Data from the 15 included studies were extracted on the aim, population, setting, methodology, and key findings of each article (Table A; available in the online version of this article). This information was used to summarize the findings on clinical judgment and reasoning in nursing since 2006.
The data were analyzed and classified under one of the following five conclusions outlined by Tanner (2006, p. 204):
- Clinical judgments are more influenced by what the nurse brings to the situation than the objective data about the situation at hand.
- Sound clinical judgment rests to some degree on knowing the patient and his or her typical pattern of responses, as well as engagement with the patient and his or her concerns.
- Clinical judgments are influenced by the context in which the situation occurs and the culture of the nursing unit.
- Nurses use a variety of reasoning patterns alone or in combination.

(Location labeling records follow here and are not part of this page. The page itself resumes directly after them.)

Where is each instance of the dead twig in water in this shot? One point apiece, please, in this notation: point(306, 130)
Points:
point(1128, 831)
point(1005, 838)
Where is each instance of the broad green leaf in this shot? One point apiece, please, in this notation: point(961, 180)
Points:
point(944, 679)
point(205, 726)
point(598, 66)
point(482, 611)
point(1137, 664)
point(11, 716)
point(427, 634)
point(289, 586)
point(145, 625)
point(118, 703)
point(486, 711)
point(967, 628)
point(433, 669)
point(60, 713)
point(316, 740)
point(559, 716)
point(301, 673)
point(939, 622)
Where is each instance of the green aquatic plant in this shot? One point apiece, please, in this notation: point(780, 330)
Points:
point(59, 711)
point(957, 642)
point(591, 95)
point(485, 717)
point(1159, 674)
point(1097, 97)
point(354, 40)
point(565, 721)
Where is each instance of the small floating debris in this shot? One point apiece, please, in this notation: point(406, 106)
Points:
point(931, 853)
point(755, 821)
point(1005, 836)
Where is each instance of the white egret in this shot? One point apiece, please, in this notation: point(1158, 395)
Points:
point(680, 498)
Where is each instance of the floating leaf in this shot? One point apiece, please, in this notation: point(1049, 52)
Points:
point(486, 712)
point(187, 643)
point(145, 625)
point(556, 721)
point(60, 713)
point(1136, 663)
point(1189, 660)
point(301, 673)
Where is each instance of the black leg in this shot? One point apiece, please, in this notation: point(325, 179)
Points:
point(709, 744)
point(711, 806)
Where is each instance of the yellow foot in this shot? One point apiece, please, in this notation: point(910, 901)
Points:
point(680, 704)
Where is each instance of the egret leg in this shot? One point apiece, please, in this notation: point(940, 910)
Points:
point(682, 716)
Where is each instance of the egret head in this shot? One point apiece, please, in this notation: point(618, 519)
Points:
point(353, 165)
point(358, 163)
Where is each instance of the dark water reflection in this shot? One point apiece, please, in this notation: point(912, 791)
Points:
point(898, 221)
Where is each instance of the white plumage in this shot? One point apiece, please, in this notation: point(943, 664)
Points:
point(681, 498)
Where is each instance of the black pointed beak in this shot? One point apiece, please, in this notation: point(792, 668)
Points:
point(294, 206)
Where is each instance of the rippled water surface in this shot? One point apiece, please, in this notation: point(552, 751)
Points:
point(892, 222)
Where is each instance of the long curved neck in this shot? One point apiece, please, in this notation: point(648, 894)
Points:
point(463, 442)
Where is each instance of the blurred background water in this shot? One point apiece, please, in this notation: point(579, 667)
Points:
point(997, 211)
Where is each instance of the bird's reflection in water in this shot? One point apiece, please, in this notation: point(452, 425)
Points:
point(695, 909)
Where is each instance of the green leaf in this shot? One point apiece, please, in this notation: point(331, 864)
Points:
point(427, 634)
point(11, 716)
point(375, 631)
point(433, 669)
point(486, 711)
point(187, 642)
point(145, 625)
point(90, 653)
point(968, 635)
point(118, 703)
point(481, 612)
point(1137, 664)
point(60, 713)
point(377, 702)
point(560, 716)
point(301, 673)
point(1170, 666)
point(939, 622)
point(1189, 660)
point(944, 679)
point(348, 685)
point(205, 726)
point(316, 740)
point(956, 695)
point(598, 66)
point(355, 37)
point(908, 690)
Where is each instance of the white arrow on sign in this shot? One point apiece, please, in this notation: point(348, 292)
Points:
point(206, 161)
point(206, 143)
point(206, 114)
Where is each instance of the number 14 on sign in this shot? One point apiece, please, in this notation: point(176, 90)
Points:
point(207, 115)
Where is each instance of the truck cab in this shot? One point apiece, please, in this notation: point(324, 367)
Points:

- Reflection on practice is often triggered by breakdown in clinical judgment and is critical for the development of clinical knowledge and improvement in clinical reasoning.
In addition, many studies have examined the influence of education on decision making—a topic that was not identified specifically within one of Tanner’s (1998, 2006) previous conclusions, despite the presentation of her model as a potential guide to educational programming. To address this potential and important gap, the authors of the current study recommend the addition of a sixth conclusion—education strategies to improve clinical judgment may influence what a nurse brings to the situation—to Tanner’s previous synthesis of the literature.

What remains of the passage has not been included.